# Oscars 2017: which gown do you like the best?



## helenora (Sep 13, 2015)

https://www.yahoo.com/style/oscars-2017-best-worst-dressed-slideshow-wp-225732046/photo-p-onstage-during-89th-annual-photo-225732105.html

here is a link with actresses wearing dresses at Academy award ceremony 2017.

which one do you like the best? ( if you care )

as for me I like no. 14  even though I haven't watched a ceremony itself but I do like to see what sort of attire they wore....


----------



## EddieRUKiddingVarese (Jan 8, 2013)

I liked my grown best thanks.................


----------



## Jos (Oct 14, 2013)

Strange comment on nr. 15;

"people probably expected something with just a little more oomph. (Photo: Getty Images)"

I think miss Hayek has got plenty of oomph, regardless of whatever dress.

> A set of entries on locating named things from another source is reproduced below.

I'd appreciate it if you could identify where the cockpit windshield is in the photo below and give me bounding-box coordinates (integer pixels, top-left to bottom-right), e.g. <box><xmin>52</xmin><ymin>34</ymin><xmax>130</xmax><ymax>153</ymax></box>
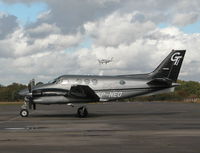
<box><xmin>48</xmin><ymin>77</ymin><xmax>62</xmax><ymax>84</ymax></box>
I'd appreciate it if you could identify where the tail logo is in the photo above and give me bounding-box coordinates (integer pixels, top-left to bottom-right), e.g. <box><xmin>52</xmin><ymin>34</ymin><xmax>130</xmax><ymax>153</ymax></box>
<box><xmin>171</xmin><ymin>52</ymin><xmax>183</xmax><ymax>65</ymax></box>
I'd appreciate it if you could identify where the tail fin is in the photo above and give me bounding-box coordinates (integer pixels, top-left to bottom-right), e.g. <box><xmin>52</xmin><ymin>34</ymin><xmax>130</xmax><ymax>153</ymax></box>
<box><xmin>150</xmin><ymin>50</ymin><xmax>186</xmax><ymax>82</ymax></box>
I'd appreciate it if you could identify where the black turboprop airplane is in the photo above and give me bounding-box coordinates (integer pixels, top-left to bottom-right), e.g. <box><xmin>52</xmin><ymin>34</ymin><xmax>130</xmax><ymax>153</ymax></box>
<box><xmin>19</xmin><ymin>50</ymin><xmax>186</xmax><ymax>117</ymax></box>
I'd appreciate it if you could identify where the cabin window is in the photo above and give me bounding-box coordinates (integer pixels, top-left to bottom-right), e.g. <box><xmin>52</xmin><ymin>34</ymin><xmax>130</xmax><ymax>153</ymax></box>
<box><xmin>84</xmin><ymin>79</ymin><xmax>90</xmax><ymax>84</ymax></box>
<box><xmin>76</xmin><ymin>78</ymin><xmax>82</xmax><ymax>84</ymax></box>
<box><xmin>61</xmin><ymin>80</ymin><xmax>69</xmax><ymax>84</ymax></box>
<box><xmin>119</xmin><ymin>80</ymin><xmax>126</xmax><ymax>85</ymax></box>
<box><xmin>92</xmin><ymin>79</ymin><xmax>98</xmax><ymax>85</ymax></box>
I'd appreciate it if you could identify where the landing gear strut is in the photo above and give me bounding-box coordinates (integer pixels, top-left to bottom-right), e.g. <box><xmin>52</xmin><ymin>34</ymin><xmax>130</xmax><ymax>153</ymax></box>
<box><xmin>20</xmin><ymin>101</ymin><xmax>29</xmax><ymax>117</ymax></box>
<box><xmin>20</xmin><ymin>109</ymin><xmax>29</xmax><ymax>117</ymax></box>
<box><xmin>77</xmin><ymin>106</ymin><xmax>88</xmax><ymax>117</ymax></box>
<box><xmin>20</xmin><ymin>97</ymin><xmax>36</xmax><ymax>117</ymax></box>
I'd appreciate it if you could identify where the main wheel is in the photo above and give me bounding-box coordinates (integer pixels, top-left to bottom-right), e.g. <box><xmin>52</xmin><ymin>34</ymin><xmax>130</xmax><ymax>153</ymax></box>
<box><xmin>77</xmin><ymin>106</ymin><xmax>88</xmax><ymax>117</ymax></box>
<box><xmin>20</xmin><ymin>109</ymin><xmax>29</xmax><ymax>117</ymax></box>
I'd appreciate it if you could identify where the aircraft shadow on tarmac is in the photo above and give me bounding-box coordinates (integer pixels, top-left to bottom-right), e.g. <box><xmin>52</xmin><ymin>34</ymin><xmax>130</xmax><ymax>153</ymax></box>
<box><xmin>29</xmin><ymin>112</ymin><xmax>183</xmax><ymax>118</ymax></box>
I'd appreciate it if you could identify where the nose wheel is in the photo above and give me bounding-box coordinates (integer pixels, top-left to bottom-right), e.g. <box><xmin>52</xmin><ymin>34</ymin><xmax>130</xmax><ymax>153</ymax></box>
<box><xmin>20</xmin><ymin>109</ymin><xmax>29</xmax><ymax>117</ymax></box>
<box><xmin>77</xmin><ymin>106</ymin><xmax>88</xmax><ymax>118</ymax></box>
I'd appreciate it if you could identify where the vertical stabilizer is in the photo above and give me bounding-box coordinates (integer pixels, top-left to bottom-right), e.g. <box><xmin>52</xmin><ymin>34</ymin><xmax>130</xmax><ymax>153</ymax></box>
<box><xmin>150</xmin><ymin>50</ymin><xmax>186</xmax><ymax>82</ymax></box>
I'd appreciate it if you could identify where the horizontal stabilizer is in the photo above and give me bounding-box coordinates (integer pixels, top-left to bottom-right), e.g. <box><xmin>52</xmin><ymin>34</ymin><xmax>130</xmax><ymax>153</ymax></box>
<box><xmin>147</xmin><ymin>78</ymin><xmax>172</xmax><ymax>86</ymax></box>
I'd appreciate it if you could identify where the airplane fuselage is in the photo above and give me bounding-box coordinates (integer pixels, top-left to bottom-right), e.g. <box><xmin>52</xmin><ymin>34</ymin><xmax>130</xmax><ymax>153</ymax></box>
<box><xmin>23</xmin><ymin>75</ymin><xmax>174</xmax><ymax>104</ymax></box>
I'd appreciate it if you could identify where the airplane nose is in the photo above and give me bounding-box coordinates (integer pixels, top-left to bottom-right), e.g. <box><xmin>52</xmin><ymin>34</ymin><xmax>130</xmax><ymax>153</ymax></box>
<box><xmin>18</xmin><ymin>89</ymin><xmax>29</xmax><ymax>96</ymax></box>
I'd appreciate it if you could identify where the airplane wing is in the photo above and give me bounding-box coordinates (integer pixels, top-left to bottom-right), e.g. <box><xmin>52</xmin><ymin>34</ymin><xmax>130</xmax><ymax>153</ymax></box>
<box><xmin>69</xmin><ymin>85</ymin><xmax>99</xmax><ymax>101</ymax></box>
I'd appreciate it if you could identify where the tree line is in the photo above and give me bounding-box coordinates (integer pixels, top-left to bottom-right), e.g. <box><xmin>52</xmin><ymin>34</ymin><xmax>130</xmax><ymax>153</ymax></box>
<box><xmin>0</xmin><ymin>80</ymin><xmax>200</xmax><ymax>102</ymax></box>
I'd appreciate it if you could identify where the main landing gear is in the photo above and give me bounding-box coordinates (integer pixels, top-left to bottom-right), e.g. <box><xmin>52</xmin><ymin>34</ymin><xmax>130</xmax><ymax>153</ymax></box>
<box><xmin>20</xmin><ymin>98</ymin><xmax>36</xmax><ymax>117</ymax></box>
<box><xmin>20</xmin><ymin>109</ymin><xmax>29</xmax><ymax>117</ymax></box>
<box><xmin>77</xmin><ymin>106</ymin><xmax>88</xmax><ymax>118</ymax></box>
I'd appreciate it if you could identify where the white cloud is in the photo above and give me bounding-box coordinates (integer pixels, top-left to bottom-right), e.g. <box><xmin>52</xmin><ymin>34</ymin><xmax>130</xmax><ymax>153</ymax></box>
<box><xmin>84</xmin><ymin>12</ymin><xmax>155</xmax><ymax>46</ymax></box>
<box><xmin>172</xmin><ymin>12</ymin><xmax>199</xmax><ymax>26</ymax></box>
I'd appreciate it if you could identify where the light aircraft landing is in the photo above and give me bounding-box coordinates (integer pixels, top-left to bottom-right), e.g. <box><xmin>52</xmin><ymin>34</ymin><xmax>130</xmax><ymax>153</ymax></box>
<box><xmin>19</xmin><ymin>50</ymin><xmax>186</xmax><ymax>117</ymax></box>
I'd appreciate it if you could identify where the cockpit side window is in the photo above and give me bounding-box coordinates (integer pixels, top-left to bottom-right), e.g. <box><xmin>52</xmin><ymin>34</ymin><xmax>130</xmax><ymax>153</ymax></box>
<box><xmin>56</xmin><ymin>78</ymin><xmax>63</xmax><ymax>84</ymax></box>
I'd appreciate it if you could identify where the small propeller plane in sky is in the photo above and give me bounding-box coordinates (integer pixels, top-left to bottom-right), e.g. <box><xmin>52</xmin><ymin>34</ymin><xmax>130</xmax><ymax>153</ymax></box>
<box><xmin>19</xmin><ymin>50</ymin><xmax>186</xmax><ymax>117</ymax></box>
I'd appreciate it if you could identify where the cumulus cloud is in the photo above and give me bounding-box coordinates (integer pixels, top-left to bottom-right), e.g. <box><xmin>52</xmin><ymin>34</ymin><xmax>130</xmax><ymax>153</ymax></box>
<box><xmin>172</xmin><ymin>13</ymin><xmax>199</xmax><ymax>26</ymax></box>
<box><xmin>0</xmin><ymin>13</ymin><xmax>18</xmax><ymax>39</ymax></box>
<box><xmin>84</xmin><ymin>13</ymin><xmax>155</xmax><ymax>46</ymax></box>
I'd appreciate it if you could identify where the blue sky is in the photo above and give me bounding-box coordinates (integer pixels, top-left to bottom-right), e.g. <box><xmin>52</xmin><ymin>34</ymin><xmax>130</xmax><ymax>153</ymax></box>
<box><xmin>0</xmin><ymin>1</ymin><xmax>48</xmax><ymax>25</ymax></box>
<box><xmin>0</xmin><ymin>1</ymin><xmax>200</xmax><ymax>33</ymax></box>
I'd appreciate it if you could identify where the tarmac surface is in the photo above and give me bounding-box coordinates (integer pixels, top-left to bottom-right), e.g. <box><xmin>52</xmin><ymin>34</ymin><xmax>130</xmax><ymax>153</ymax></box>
<box><xmin>0</xmin><ymin>102</ymin><xmax>200</xmax><ymax>153</ymax></box>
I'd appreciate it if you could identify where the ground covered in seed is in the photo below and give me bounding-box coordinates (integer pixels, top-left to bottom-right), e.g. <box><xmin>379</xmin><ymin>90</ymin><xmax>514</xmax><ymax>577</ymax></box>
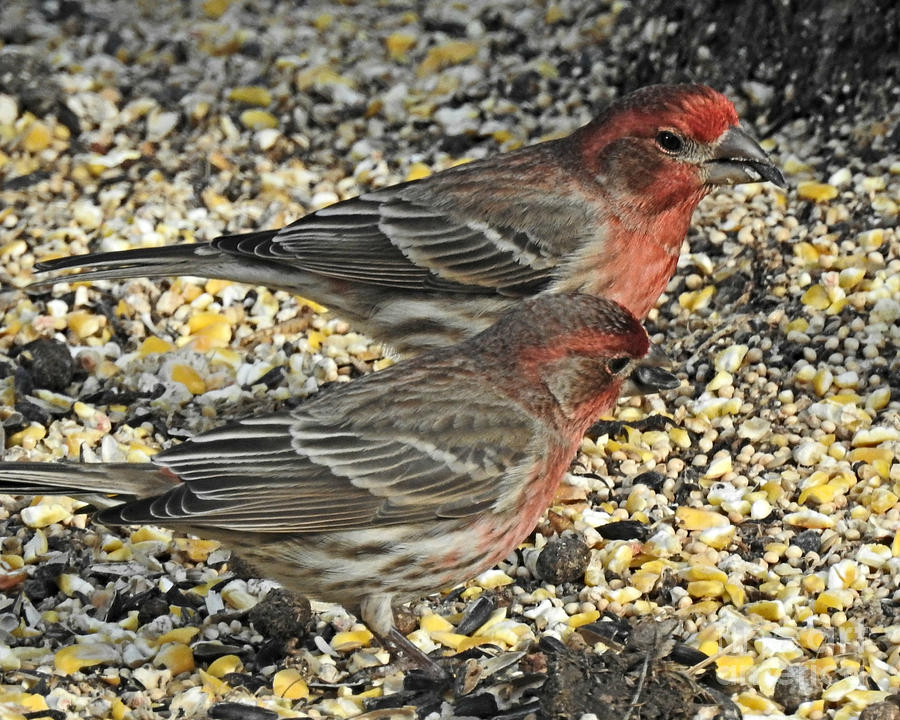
<box><xmin>0</xmin><ymin>0</ymin><xmax>900</xmax><ymax>720</ymax></box>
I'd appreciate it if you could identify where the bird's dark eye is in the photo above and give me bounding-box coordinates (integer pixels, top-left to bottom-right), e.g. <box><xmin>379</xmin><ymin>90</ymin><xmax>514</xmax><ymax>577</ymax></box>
<box><xmin>656</xmin><ymin>130</ymin><xmax>684</xmax><ymax>155</ymax></box>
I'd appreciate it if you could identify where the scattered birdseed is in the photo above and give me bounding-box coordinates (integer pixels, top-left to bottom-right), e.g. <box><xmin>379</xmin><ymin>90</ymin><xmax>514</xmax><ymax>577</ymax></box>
<box><xmin>0</xmin><ymin>0</ymin><xmax>900</xmax><ymax>720</ymax></box>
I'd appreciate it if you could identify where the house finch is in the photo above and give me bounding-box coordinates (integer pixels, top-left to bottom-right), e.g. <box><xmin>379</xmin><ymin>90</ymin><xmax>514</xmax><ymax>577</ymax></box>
<box><xmin>38</xmin><ymin>85</ymin><xmax>784</xmax><ymax>353</ymax></box>
<box><xmin>0</xmin><ymin>294</ymin><xmax>671</xmax><ymax>676</ymax></box>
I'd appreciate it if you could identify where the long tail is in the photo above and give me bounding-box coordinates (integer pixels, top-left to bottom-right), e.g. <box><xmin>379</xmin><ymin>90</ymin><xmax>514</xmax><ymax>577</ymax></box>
<box><xmin>0</xmin><ymin>462</ymin><xmax>178</xmax><ymax>504</ymax></box>
<box><xmin>29</xmin><ymin>243</ymin><xmax>223</xmax><ymax>290</ymax></box>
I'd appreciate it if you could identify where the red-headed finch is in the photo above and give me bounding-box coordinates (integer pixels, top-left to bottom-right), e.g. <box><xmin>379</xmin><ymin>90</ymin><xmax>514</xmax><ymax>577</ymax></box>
<box><xmin>36</xmin><ymin>85</ymin><xmax>784</xmax><ymax>353</ymax></box>
<box><xmin>0</xmin><ymin>294</ymin><xmax>677</xmax><ymax>676</ymax></box>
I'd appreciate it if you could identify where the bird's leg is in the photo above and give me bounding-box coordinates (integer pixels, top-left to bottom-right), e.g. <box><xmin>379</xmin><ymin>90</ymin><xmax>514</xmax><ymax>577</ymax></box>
<box><xmin>378</xmin><ymin>627</ymin><xmax>450</xmax><ymax>680</ymax></box>
<box><xmin>360</xmin><ymin>594</ymin><xmax>448</xmax><ymax>680</ymax></box>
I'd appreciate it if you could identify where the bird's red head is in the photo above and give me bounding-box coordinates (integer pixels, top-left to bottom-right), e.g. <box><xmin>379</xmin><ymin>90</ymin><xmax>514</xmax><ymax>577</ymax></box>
<box><xmin>582</xmin><ymin>85</ymin><xmax>738</xmax><ymax>154</ymax></box>
<box><xmin>573</xmin><ymin>85</ymin><xmax>783</xmax><ymax>233</ymax></box>
<box><xmin>482</xmin><ymin>294</ymin><xmax>650</xmax><ymax>428</ymax></box>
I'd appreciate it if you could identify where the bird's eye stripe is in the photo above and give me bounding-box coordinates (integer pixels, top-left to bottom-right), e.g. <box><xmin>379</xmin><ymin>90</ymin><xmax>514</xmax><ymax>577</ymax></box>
<box><xmin>656</xmin><ymin>130</ymin><xmax>684</xmax><ymax>153</ymax></box>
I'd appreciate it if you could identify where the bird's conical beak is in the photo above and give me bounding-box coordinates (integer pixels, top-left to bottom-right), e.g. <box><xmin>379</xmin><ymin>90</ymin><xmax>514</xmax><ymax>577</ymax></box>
<box><xmin>619</xmin><ymin>345</ymin><xmax>681</xmax><ymax>397</ymax></box>
<box><xmin>704</xmin><ymin>127</ymin><xmax>785</xmax><ymax>187</ymax></box>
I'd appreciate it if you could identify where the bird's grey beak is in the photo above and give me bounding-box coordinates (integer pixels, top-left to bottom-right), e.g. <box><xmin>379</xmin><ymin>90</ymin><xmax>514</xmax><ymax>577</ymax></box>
<box><xmin>704</xmin><ymin>127</ymin><xmax>785</xmax><ymax>187</ymax></box>
<box><xmin>619</xmin><ymin>345</ymin><xmax>681</xmax><ymax>397</ymax></box>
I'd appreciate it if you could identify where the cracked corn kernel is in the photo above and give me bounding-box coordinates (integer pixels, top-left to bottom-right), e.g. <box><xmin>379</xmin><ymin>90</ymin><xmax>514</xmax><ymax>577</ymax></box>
<box><xmin>800</xmin><ymin>575</ymin><xmax>825</xmax><ymax>595</ymax></box>
<box><xmin>475</xmin><ymin>568</ymin><xmax>515</xmax><ymax>590</ymax></box>
<box><xmin>172</xmin><ymin>364</ymin><xmax>206</xmax><ymax>395</ymax></box>
<box><xmin>687</xmin><ymin>580</ymin><xmax>725</xmax><ymax>597</ymax></box>
<box><xmin>725</xmin><ymin>582</ymin><xmax>747</xmax><ymax>608</ymax></box>
<box><xmin>716</xmin><ymin>655</ymin><xmax>754</xmax><ymax>682</ymax></box>
<box><xmin>568</xmin><ymin>610</ymin><xmax>600</xmax><ymax>628</ymax></box>
<box><xmin>697</xmin><ymin>525</ymin><xmax>735</xmax><ymax>550</ymax></box>
<box><xmin>53</xmin><ymin>643</ymin><xmax>119</xmax><ymax>675</ymax></box>
<box><xmin>675</xmin><ymin>506</ymin><xmax>731</xmax><ymax>531</ymax></box>
<box><xmin>138</xmin><ymin>335</ymin><xmax>175</xmax><ymax>357</ymax></box>
<box><xmin>679</xmin><ymin>565</ymin><xmax>728</xmax><ymax>583</ymax></box>
<box><xmin>735</xmin><ymin>690</ymin><xmax>781</xmax><ymax>717</ymax></box>
<box><xmin>272</xmin><ymin>668</ymin><xmax>309</xmax><ymax>700</ymax></box>
<box><xmin>797</xmin><ymin>180</ymin><xmax>838</xmax><ymax>202</ymax></box>
<box><xmin>419</xmin><ymin>613</ymin><xmax>454</xmax><ymax>633</ymax></box>
<box><xmin>800</xmin><ymin>285</ymin><xmax>831</xmax><ymax>310</ymax></box>
<box><xmin>20</xmin><ymin>503</ymin><xmax>72</xmax><ymax>528</ymax></box>
<box><xmin>797</xmin><ymin>628</ymin><xmax>825</xmax><ymax>652</ymax></box>
<box><xmin>238</xmin><ymin>110</ymin><xmax>278</xmax><ymax>130</ymax></box>
<box><xmin>406</xmin><ymin>162</ymin><xmax>431</xmax><ymax>181</ymax></box>
<box><xmin>153</xmin><ymin>644</ymin><xmax>196</xmax><ymax>675</ymax></box>
<box><xmin>331</xmin><ymin>628</ymin><xmax>374</xmax><ymax>652</ymax></box>
<box><xmin>7</xmin><ymin>422</ymin><xmax>47</xmax><ymax>450</ymax></box>
<box><xmin>813</xmin><ymin>590</ymin><xmax>844</xmax><ymax>614</ymax></box>
<box><xmin>228</xmin><ymin>85</ymin><xmax>272</xmax><ymax>107</ymax></box>
<box><xmin>175</xmin><ymin>538</ymin><xmax>221</xmax><ymax>562</ymax></box>
<box><xmin>206</xmin><ymin>655</ymin><xmax>244</xmax><ymax>679</ymax></box>
<box><xmin>744</xmin><ymin>600</ymin><xmax>785</xmax><ymax>621</ymax></box>
<box><xmin>128</xmin><ymin>525</ymin><xmax>172</xmax><ymax>543</ymax></box>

And yes, Scarlet J doesn't look her best in that outfit.


----------



## Antiquarian (Apr 29, 2014)

Amy Adams in Tom Ford, for me...just something about that gown.


----------



## elgar's ghost (Aug 8, 2010)

I'd better not say in case I pick the wrong one.... :devil:


----------



## EddieRUKiddingVarese (Jan 8, 2013)

EddieRUKiddingVarese said:


> I liked my grown best thanks.................


----------



## helenora (Sep 13, 2015)

Antiquarian said:


> Amy Adams in Tom Ford, for me...just something about that gown.


right, not bad.


----------



## helenora (Sep 13, 2015)

EddieRUKiddingVarese said:


>


your outfits are unique. do you own all of them?


----------



## Pugg (Aug 8, 2014)

EddieRUKiddingVarese said:


>


Family from Dame Edna?


----------



## EddieRUKiddingVarese (Jan 8, 2013)

Pugg said:


> Family from Dame Edna?


Close, Aunty Jack sort of the bad cousins............


----------



## Huilunsoittaja (Apr 6, 2010)

I liked No. 20 Chrissy Teigen. I'm just a fan of white/cream these days and it's just a very artsy, unique design. Makes me think of Ancient Greek togas or something.


----------